Twenty-seventh Sunday in Ordinary Time (A), Isaiah 5:1-7.

Scripture scholars tell us that this Sunday’s reading is from the earliest part of Isaiah’s prophetic ministry. It dates from about 742 to 735 B.C., before the destruction of the northern kingdom. It is a poetic parable that may have been first sung at a festival celebrating the grape harvest.

The parable is in three parts, the last of which constitutes a surprise ending.

First of all the prophet announced that he is going to sing a song about his friend’s vineyard. It was a good vineyard, and the prophet’s friend took extraordinary care of it. He did everything imaginable to see that it produced good fruit. "But what it yielded was wild grapes," a totally useless harvest.

In the second part of the poem, the speaker is no longer the prophet but his friend, the owner of the vineyard. The friend calls on his hearers to join with him in deploring the disappointing outcome of all his work. The owner tells his hearers what he plans to do. He will take away the wall and the hedge that protect it from animals. He will not cultivate it any longer, but allow it to be taken over by wild growth. There will be no rain.

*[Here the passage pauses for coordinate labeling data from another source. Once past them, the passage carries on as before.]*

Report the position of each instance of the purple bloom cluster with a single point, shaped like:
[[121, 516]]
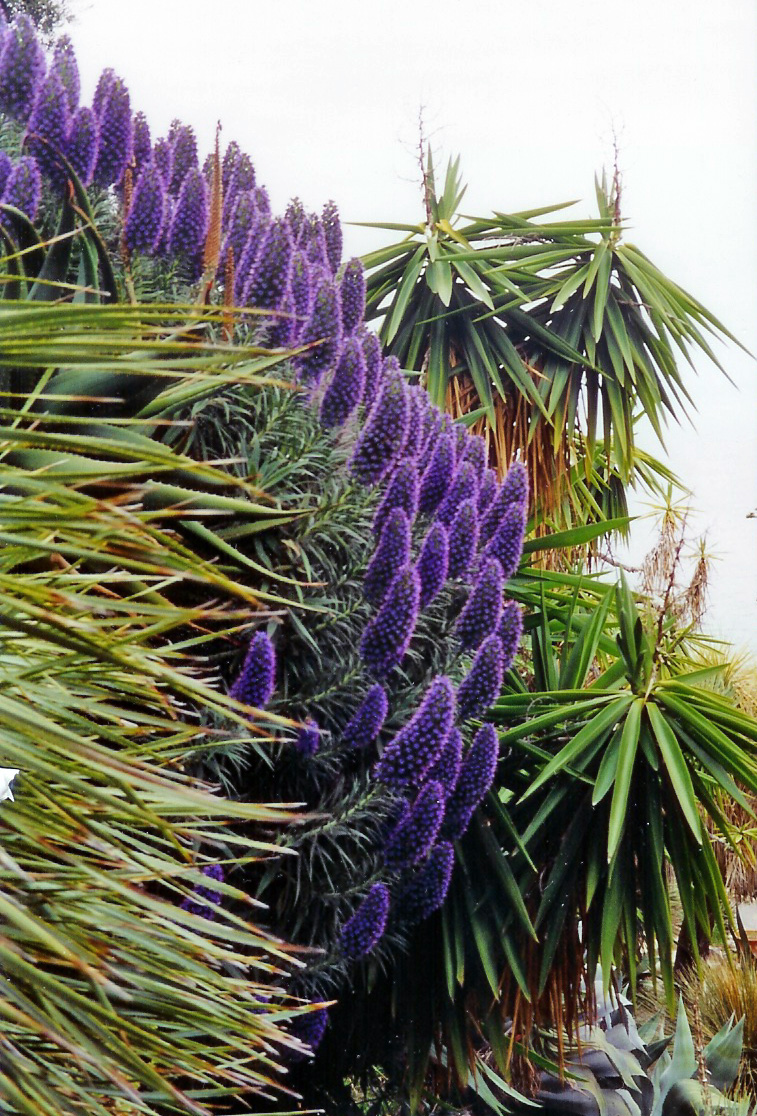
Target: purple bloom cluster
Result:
[[366, 723], [463, 538], [256, 680], [412, 838], [433, 564], [481, 685], [391, 555], [401, 492], [480, 615], [352, 289], [345, 390], [387, 635], [383, 433], [144, 220], [419, 743], [21, 68], [447, 768], [427, 890], [362, 932], [477, 775]]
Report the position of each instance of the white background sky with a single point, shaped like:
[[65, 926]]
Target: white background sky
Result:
[[325, 96]]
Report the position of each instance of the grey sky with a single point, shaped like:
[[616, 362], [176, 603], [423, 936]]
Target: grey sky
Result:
[[325, 97]]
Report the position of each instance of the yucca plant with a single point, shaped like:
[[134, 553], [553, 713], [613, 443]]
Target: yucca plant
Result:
[[553, 336]]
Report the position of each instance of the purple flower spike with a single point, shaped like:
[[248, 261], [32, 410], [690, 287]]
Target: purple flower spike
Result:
[[390, 556], [142, 144], [115, 135], [447, 768], [402, 492], [324, 326], [345, 390], [476, 777], [24, 186], [488, 490], [189, 223], [48, 130], [363, 931], [419, 743], [463, 539], [433, 564], [269, 280], [386, 637], [184, 154], [383, 434], [308, 738], [353, 296], [367, 721], [438, 475], [144, 221], [506, 546], [480, 688], [411, 840], [65, 67], [465, 487], [510, 632], [21, 69], [256, 680], [332, 229], [428, 888], [6, 167], [84, 144], [163, 160], [482, 611]]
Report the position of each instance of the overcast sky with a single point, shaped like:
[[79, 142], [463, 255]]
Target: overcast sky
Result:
[[325, 96]]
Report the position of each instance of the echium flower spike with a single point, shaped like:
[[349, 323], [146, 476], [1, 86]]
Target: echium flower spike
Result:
[[401, 492], [480, 688], [345, 390], [383, 434], [142, 144], [24, 186], [363, 931], [506, 545], [484, 608], [438, 475], [447, 768], [115, 135], [391, 555], [510, 632], [433, 564], [189, 223], [144, 221], [465, 487], [84, 143], [387, 635], [257, 679], [366, 723], [332, 228], [352, 289], [463, 539], [417, 746], [269, 279], [412, 839], [48, 130], [323, 330], [308, 738], [21, 68], [65, 67], [184, 154], [428, 888], [476, 777]]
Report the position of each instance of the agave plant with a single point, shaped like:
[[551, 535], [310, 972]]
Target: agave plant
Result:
[[552, 336]]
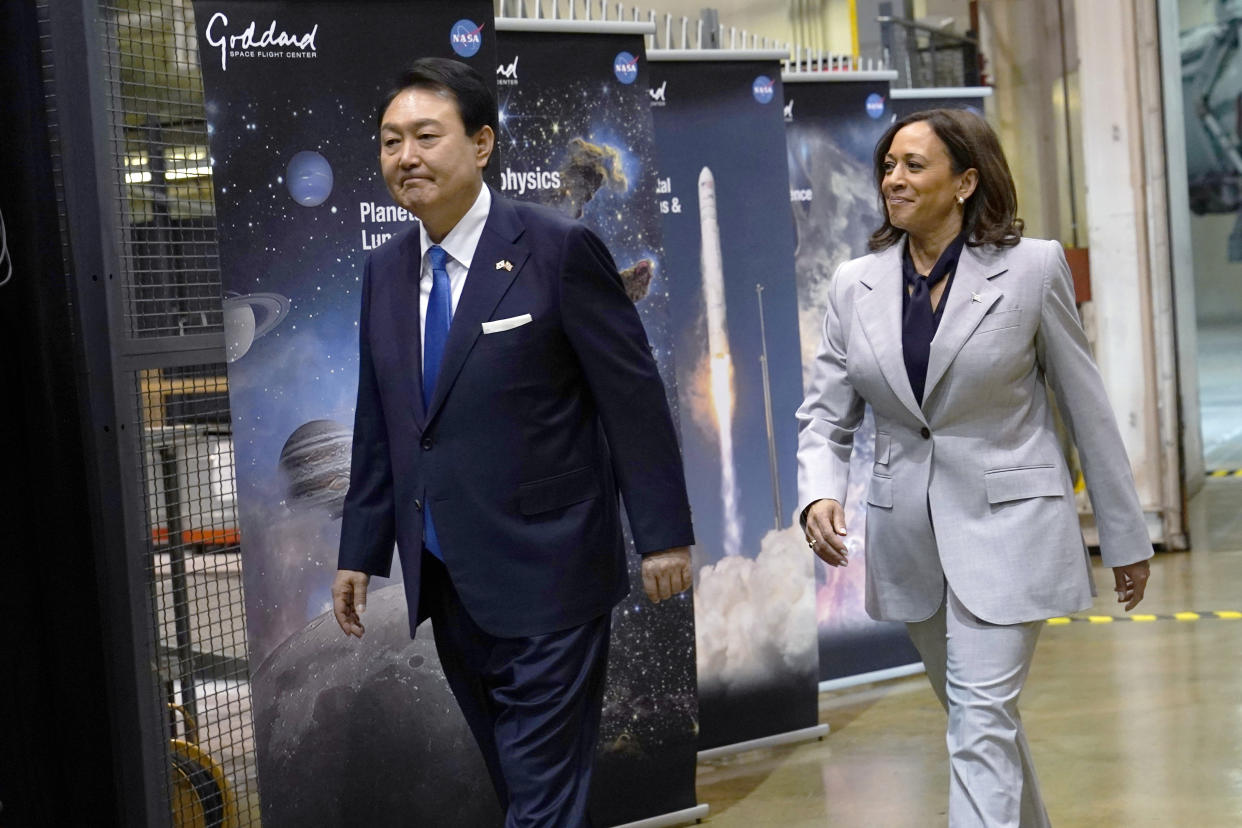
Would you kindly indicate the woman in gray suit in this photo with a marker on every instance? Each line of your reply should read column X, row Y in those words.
column 955, row 329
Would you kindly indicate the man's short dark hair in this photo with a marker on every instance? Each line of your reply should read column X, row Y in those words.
column 476, row 104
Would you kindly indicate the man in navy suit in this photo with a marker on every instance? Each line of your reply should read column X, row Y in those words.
column 506, row 396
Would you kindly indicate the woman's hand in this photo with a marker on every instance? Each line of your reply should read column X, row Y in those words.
column 825, row 528
column 1132, row 581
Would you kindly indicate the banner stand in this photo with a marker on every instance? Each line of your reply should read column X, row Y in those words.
column 788, row 738
column 871, row 678
column 675, row 818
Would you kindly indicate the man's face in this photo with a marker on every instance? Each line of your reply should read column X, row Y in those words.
column 431, row 166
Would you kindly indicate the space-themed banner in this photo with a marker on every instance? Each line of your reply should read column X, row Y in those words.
column 575, row 134
column 347, row 731
column 832, row 126
column 729, row 263
column 907, row 102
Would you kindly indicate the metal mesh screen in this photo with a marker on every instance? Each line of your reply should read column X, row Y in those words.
column 169, row 271
column 196, row 592
column 163, row 169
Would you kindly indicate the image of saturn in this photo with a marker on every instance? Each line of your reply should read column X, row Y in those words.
column 299, row 204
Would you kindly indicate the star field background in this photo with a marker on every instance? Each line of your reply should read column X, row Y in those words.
column 566, row 88
column 830, row 144
column 261, row 112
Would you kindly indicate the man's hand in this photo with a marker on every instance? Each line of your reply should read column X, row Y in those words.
column 667, row 572
column 825, row 528
column 1132, row 581
column 349, row 600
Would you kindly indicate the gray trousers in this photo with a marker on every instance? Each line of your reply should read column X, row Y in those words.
column 978, row 670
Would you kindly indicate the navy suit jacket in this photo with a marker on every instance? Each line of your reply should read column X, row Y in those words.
column 529, row 437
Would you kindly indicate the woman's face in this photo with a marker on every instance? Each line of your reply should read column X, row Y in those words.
column 920, row 189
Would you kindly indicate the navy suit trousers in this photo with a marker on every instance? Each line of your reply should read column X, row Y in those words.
column 533, row 704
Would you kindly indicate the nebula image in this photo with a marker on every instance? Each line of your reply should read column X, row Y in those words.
column 637, row 278
column 588, row 168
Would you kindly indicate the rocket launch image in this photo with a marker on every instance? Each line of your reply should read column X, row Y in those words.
column 719, row 359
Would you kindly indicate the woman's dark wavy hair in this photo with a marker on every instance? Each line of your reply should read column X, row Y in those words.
column 990, row 214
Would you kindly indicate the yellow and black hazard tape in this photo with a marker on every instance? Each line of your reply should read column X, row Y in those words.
column 1138, row 617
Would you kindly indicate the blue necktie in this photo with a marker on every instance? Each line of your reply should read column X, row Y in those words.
column 435, row 334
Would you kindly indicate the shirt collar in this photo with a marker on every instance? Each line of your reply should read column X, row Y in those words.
column 462, row 240
column 945, row 265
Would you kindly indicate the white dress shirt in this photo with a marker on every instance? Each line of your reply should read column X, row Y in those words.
column 460, row 243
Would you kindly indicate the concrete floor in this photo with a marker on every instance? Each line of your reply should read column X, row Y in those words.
column 1130, row 723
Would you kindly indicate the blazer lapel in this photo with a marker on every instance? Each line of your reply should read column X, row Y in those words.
column 969, row 302
column 879, row 314
column 405, row 322
column 485, row 287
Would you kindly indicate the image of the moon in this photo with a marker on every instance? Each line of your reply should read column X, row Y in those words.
column 343, row 718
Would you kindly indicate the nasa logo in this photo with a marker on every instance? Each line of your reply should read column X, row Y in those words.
column 625, row 66
column 763, row 88
column 466, row 37
column 874, row 104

Now comes the third part of the poem, the surprise ending. So far Isaiah has not disclosed the identity of the characters in the parable. He has led the hearers ("inhabitants of Jerusalem and people of Judah") to condemn the vineyard’s fruitlessness and ingratitude. Now comes the surprise: the master of the vineyard is the Lord and the vineyard is the people of Judah. They are guilty of producing the wrong kind of fruit. God expected faithful fulfillment of His will from the people, and instead they yielded social injustice. He expected righteous care for the poor and the yield was the cry of the oppressed. By the time the parable is finished, the prophet’s lesson is clear: "It’s about you that I am talking! God has given you everything, and you have yielded nothing. You are a harvest of unfaithfulness."

It is obvious that this reading was chosen for this Sunday in view of the parable of the wicked tenants that the Gospel reading gives us (Matthew 21:33-43). In fact, it seems quite clear that Jesus Himself was basing His parable on Isaiah’s, and Jesus’ hearers would have recognized the Isaian prototype as soon as Jesus began to tell His parable.

But there is a surprise here, too. Jesus changes Isaiah’s parable so that it is no longer about the people at large, but about tenants brought in to tend the vineyard. These tenants (or sharecroppers) end up taking over for their own benefit what properly belonged to the owner of the vineyard. Here was a new kind of unfaithfulness, not of the people at large but of the religious leaders who misused the vineyard that is God’s people.

The purpose of both parables is to underline unfaithfulness (of the people as a whole in Isaiah and of the people’s leaders in Jesus’ story) by contrasting it with the loving care of God and God’s rightful expectation of an appropriate yield.

It is not hard to apply the general lesson of these parables (God’s demand for faithfulness) to ourselves today. God has certainly taken pains to insure the fruitfulness of each of us. In baptism we are grafted onto the life of God, so that we live with God’s energy. In the Eucharist we are further cultivated and enriched by the Lord. The other sacraments deal with various aspects of our lives, each sacrament expressing a particular aspect of the Lord’s care for us. Then there is God’s word in Scripture, which gives us light and direction. Our brothers and sisters in the Lord also serve to improve the quality of our lives in the Lord, affording us example and encouragement. God has every right to ask us, "What more was there to do for my vineyard that I have not done?"

And how faithful have we been, how responsive to God’s care for us - individually and as a community? Certainly none of us can say that we have responded fully to God’s initiative and that we have brought forth everything that God could have expected from us. There is still pettiness in our hearts, still injustice in our world, still lukewarm activity in the church. We tend to look out much more attentively for our own immediate well-being than for the productivity of God’s planting. We are all sinners.

What Isaiah said to the people of Jerusalem in the eighth century B.C., God’s word says to us today: "It’s about you that I am talking!"

For reflection and discussion

How conscious am I of God’s care for me?

Am I a fruitful vine in God’s vineyard?